After two days of her stay in the hospital, the number of pregnant women who were brought to the department with symptoms of COVID-19 began to rise sharply.

“There was some kind of collapse at night. Neither nurses nor doctors slept. We thought about where to put them. All the corridors were full of pregnant women, who lay under IVs right on the couches. There were not enough places in intensive care. Literally in a couple of days, the entire maternity hospital was already given over to covid patients,” the woman says.

According to her, there were 64 beds in her department, of which only "about 15 percent" were provided with an oxygen supply.

“The rest of the patients stood in the corridors in lines to the oxygen generator. There were 3 of them on the whole floor,” the pregnant woman says.

She says that a woman was in serious condition in the ward at the 25th week of pregnancy.

"She had 40% lung damage. She told me that she was at home in this state for almost a week. She didn't call the ambulance right away but went to the therapist. As a result, she was not even given a PCR test. From the treatment, they prescribed to drink milk with cocoa butter for cough and, if the temperature rises, take antipyretic drugs. Hearing this, I was shocked," says the woman. "After a week with a temperature of 38.5°C, she called an ambulance.

When the doctors arrived, they measured her saturation (blood oxygen saturation), which was already very low, after which she was immediately taken to the hospital. They did a computed tomography (which, by the way, cannot be done for pregnant women) and immediately placed her under droppers."

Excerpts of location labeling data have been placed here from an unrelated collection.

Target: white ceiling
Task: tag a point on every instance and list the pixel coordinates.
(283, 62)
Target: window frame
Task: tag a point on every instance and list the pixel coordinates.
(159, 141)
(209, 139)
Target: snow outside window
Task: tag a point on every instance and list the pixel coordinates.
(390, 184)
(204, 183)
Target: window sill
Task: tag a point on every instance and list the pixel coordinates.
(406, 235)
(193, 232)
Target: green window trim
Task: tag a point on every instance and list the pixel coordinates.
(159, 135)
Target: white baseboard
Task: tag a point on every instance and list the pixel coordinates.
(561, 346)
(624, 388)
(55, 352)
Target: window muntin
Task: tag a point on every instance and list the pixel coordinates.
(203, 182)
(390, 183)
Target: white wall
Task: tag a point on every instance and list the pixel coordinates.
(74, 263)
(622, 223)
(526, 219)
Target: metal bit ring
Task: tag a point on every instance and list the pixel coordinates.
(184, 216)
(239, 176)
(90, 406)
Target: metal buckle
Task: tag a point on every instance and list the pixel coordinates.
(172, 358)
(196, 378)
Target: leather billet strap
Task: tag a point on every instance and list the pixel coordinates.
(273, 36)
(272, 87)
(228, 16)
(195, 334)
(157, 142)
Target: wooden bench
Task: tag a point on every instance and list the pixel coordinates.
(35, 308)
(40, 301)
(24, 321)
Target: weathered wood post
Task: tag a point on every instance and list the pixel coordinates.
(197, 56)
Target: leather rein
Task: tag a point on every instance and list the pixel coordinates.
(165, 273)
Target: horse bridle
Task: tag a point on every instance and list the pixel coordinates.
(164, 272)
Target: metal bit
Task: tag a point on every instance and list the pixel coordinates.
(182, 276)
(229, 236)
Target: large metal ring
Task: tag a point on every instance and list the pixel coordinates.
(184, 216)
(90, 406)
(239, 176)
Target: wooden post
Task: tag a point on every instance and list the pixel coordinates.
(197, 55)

There were two nurses for more than 60 patients

The medical staff, according to the woman, was not enough in the department. The manager and three doctors came to the "red zone" once a day to make a round of patients. For the rest of the time, 2 nurses remained for six dozen patients. They gave drips, pills, injections, measured blood pressure and temperature, etc.

The woman says that she does not understand how one can work in such conditions. “The medical staff works at 150% of their capabilities. I don't know what motivates them so. I would like to thank them,” she says.

According to her, there were no oxygen masks in the hospital, and “complicated” patients breathed through nasal cannulas. The patients were treated with drugs to reduce blood clotting, vitamin C, paracetamol, and cough tablets.

“In critical cases, diuretic droppers were also put in to remove water from the body and relieve pulmonary edema, so that it was easier to breathe,” she says.

Now the woman is already at home. She says that, although her illness was mild, her physical condition has not yet fully returned to normal.

“Now there is such a “post-covid syndrome” - fatigue, shortness of breath, tests are not ideal. I believe that everyone who has had a coronavirus also needs psychological help. After all, life in a sense is divided into "before" and "after."

In my case, this is primarily anxiety for the child. But the doctors tried to calm me down, they said that it would not affect his health,” says a pregnant woman from Minsk.